Tansy quickly introduced all her friends and Maggie remembered none of their names. They set off for the same corner where Maggie and Susan Crockett had boarded a streetcar that eventful day of Maggie’s shopping expedition.
They rode to the edge of the city, where they boarded an omnibus drawn by no less than eight horses. There were others bound for the festivities in Parramatta, and soon Tansy had every passenger under seventy singing a lively ditty in perfect rounds. At last, as she sang, Maggie was able to push Reeve McKenna out of her mind.
Darkness had fallen by the time the omnibus reached Parramatta, and Maggie, her throat raw from singing and her bottom sore from the jolting ride over rutted roads, was much relieved.
Now Tansy surrendered the status of leadership to an older girl who had been to the property before. “It’s just down this road, not more than a mile,” the young woman called to her following.
Torches flared in the darkness up ahead, as well as huge bonfires, and Maggie caught the sounds of laughter and loud and spirited preaching on the
night air. A delicious aroma wafted from the camp, quite nullifying the underlying stench of horse dung.
“Supper cooking,” Tansy said, reading Maggie’s mind. “It’s Turk’s ’ead, and there’s dampers, too, I’m thinkin’.”

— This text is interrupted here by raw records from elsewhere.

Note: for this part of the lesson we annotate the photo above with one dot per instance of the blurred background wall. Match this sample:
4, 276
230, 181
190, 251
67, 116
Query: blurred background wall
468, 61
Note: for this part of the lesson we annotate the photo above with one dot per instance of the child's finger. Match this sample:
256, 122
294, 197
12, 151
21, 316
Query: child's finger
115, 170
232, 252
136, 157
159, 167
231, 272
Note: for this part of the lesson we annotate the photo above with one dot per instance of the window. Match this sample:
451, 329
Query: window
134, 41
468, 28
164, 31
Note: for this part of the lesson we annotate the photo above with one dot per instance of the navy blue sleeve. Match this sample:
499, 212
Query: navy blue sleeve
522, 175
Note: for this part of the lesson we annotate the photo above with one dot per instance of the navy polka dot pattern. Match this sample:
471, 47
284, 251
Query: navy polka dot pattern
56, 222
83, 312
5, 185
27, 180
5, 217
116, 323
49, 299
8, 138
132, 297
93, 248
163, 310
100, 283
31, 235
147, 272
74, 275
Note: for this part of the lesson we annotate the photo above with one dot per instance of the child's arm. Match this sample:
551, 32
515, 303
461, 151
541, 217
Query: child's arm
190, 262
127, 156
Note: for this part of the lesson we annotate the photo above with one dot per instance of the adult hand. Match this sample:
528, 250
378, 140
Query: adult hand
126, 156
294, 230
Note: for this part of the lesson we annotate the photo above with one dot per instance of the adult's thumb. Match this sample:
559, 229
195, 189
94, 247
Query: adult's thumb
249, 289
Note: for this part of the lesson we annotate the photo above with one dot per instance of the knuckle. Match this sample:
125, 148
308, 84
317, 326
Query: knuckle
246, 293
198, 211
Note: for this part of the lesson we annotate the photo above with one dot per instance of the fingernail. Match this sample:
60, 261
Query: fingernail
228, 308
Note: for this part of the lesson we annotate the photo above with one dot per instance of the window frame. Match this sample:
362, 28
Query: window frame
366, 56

Maggie stopped so suddenly that she collided with someone behind her. Grudgingly, she began walking again. “What in the name of heaven is Turk’s head?” she demanded in a nervous whisper that would brook no evasion.
Tansy laughed. “It’s like a pumpkin, only different,” she answered after a moment. “They stuff it with fresh rabbit meat and onions and roast it underground. And dampers, since you’re bound to ask, is Bushman’s bread. It’s just flour and water, really, but it tastes splendid after bein’ cooked in the ashes the way they do.”
Maggie’s stomach rumbled and she walked a little faster. Soon enough, the group joined hundreds of other people milling about in the companionable torchlit darkness, and they were given plates and eating utensils in return for a few pence.
Abandoned by Tansy, for the moment at least, Maggie filled her plate with dampers and a sizable portion of the rabbit and onion mixture and found a place to sit on the end of a long log facing one of the fires.
The people around her seemed undaunted by the hellfire-and-brimstone preaching coming from one of several tents set up on the grounds; they laughed and told stories as they ate. Vaguely, the happy atmosphere reminded Maggie of other nights, in America, when she’d sat around blazing fires with circus people, listening to their stories.
For a moment she missed her mother and father desperately, but she was soon distracted from this sentimental train of thought, for Reeve McKenna sat down on the log beside her, bold as brass.
“Hello, Maggie,” he said as though he had every right to be there, startling her so that she’d nearly choked on her food.
“What are you doing here?” she hissed, keeping her voice to a whisper for a reason she couldn’t have explained.
He shrugged. “I never miss the camp meetings,” he said.
Maggie gave him a look. Damn the man. It had taken her all this while to get him out of her thoughts and now here he was, intruding. Making her feel that strange, sweet malaise that no other man had ever made her feel. “For the preaching, Mr. McKenna?” she asked, sweetly sarcastic.